This article is from the Chief Executive’s Manufacturing CEO Briefing. You can sign up to receive this newsletter by clicking here.
As everyone reading this knows, the great American EV gold rush is on. What you may not know: Volkswagen is rushing in to stake a very big claim.
The company recently announced that it’s going to construct at least two new plants in North America in the coming few years, and probably a third one. South Carolina has landed VW’s commitment to build a $2-billion factory near the state capital, Columbia, to assemble vehicles that will revive the company’s Scout SUV brand.
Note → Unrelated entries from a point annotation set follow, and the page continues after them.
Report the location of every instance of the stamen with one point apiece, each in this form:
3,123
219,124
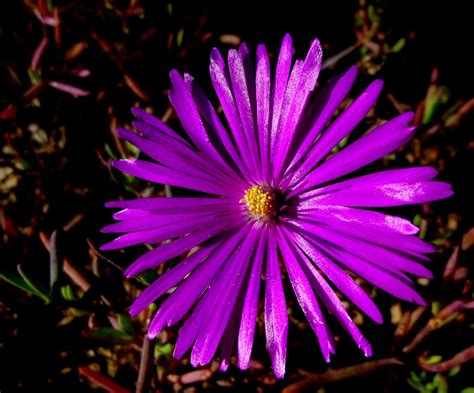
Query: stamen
259,202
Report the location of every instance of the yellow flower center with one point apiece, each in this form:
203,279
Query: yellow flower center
259,202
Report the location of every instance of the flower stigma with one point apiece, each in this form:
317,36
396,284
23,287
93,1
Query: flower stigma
259,202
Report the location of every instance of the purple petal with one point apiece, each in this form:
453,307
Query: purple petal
373,274
170,250
276,315
279,86
305,294
185,296
385,258
293,110
339,129
320,112
243,100
73,90
343,281
169,206
263,91
221,83
160,174
366,232
280,136
163,232
368,218
208,112
171,278
156,126
173,159
333,303
372,146
224,292
378,178
250,305
183,103
230,334
385,195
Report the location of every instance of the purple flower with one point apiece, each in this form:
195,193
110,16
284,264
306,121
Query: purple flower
271,201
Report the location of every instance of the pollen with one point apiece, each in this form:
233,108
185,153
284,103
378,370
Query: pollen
259,202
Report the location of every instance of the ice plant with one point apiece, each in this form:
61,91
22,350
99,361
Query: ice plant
270,200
VW also plans to build its first EV-battery plant outside Europe in Canada, and maybe the first Audi plant in the United States.
In an interview with Chief Executive, Reinhard Fischer, head of strategy for Volkswagen North America, says all of this will add to an already-vast manufacturing base in the U.S.-Mexico-Canada trade-agreement footprint that includes a major assembly facility for the Volkswagen brand in Chattanooga, Tennessee, and an Audi plant in Puebla, Mexico.
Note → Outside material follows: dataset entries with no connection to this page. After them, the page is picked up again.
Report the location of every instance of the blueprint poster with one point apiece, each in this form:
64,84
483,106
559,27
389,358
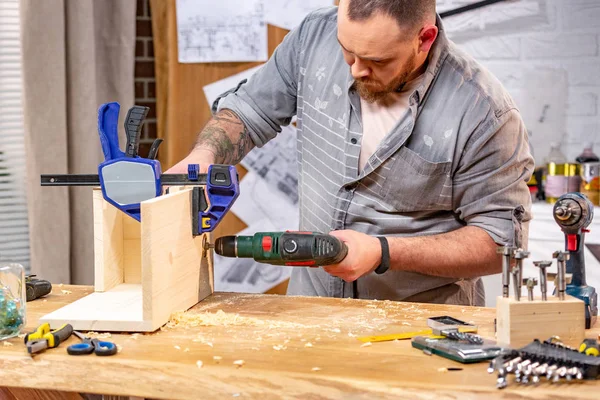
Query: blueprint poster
288,14
221,31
About a year ago, VW announced that it planned to invest at least $7.1 billion in North America and add 25 new EVs to its car markets by 2030. That in part reflected VW leadership’s conviction that it can still do significantly better in selling vehicles on the continent than it has since it began selling cars in America, via its Beetle, in 1949. Beginning in the late ‘70s, it made cars in Pennsylvania only to shut the plant after a decade. VW opened the Tennessee plant in 2011.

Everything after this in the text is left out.